News Baumaschinen

Kompatibilität im Fokus – Rototilt und Steelwrist schließen Allianz bei vollhydraulischen Schnellwechslern

Die Nachfrage nach vollhydraulischen Schnellwechslern steigt kontinuierlich, immer mehr Hersteller bieten ihre Lösungen an. Daher gewinnt die Frage nach der Kompatibilität und Austauschbarkeit zwischen verschiedenen Herstellern an Bedeutung. Steelwrist und Rototilt erklären nun gemeinsam ihre Absicht, eine weltweite Kompatibilität und Austauschbarkeit von Anbauwerkzeugen mit integrierten Hydraulikkupplungen auf Basis des Symmetrischen Standards zu verfolgen.

Die Basis dieser Allianz ist der symmetrische S-Schnellwechsler, dem bekannten offenen Industriestandard bei Schnellwechslern, der sich weltweit immer stärker durchsetzt. Das ursprüngliche Ziel des symmetrischen Standards war immer, die herstellerübergreifende Kompatibilität und Austauschbarkeit für Schnellwechsler, Tiltrotatoren, Löffel und Anbauwerkzeuge sicherzustellen. Ein Grund für den Erfolg liegt darin, dass es sich um einen offenen Standard handelt, der nicht von einem Hersteller kontrolliert wird.

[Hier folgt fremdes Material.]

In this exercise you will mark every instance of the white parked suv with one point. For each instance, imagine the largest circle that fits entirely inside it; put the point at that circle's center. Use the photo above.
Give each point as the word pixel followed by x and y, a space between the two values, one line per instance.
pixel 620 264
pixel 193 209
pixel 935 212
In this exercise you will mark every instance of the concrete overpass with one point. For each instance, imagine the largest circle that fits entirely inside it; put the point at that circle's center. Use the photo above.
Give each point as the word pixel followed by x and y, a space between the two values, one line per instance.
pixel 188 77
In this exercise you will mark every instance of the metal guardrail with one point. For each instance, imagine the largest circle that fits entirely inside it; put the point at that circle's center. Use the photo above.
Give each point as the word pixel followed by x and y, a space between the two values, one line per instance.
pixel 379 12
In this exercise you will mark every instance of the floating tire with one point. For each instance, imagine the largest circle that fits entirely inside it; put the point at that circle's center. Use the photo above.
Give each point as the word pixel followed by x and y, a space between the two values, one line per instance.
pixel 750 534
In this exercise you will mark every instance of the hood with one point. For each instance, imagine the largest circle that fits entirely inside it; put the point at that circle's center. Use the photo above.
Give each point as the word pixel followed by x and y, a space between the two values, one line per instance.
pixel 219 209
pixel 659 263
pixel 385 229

Orientierung an Symmetrischem Standard

„Bei der Einführung und Erweiterung unserer QuickChange Produktreihe an vollhydraulischen Schnellwechslern war völlig klar, dass wir uns an dem bestehenden symmetrischen Standard orientieren, einem Standard, dem wir bereits seit 20 Jahren folgen“, sagt Anders Jonsson, CEO von Rototilt Group AB. „Die Wechsler sind kompakt, leicht und robust, und mit der Verwendung hydraulischer Kupplungen und einem Elektrostecker wird dieser Wechsler führend sein auf den internationalen Märkten“, so Jonsson weiter.


Die beiden Unternehmen nennen drei Gründe für die Zusammenarbeit: Steigerung der Sicherheit, Flexibilität und Effizienz für Baufirmen, Baggerfahrer und Bauarbeiter, da die Austauschbarkeit von Anbauwerkzeugen zwischen verschiedenen Herstellern gewährleistet ist. Des Weiteren die Etablierung eines wettbewerbsfähigen und offenen Industriestandards, der nicht von einem Hersteller festgelegt und kontrolliert wird. Und schließlich die Schaffung einer kostengünstigen Möglichkeit, um neue und bestehende Anbauwerkzeuge mit Anbauplatten auszurüsten.

Das Ziel der Allianz ist es, offen zu sein für weitere Hersteller, die kompatible Lösungen entwickelt haben. „Wir sehen deutlich die Notwendigkeit für eine solche Allianz, da unsere SQ Schnellwechsler seit der Markteinführung 2017 sehr gut von den Kunden angenommen worden sind. Der wichtigste Grund für die Schaffung dieser Allianz ist, dass die Kunden sich nicht auf ein herstellergebundenes System festlegen müssen, an das sie dann langfristig gebunden sind“, sagt Stefan Stockhaus, CEO von Steelwrist AB.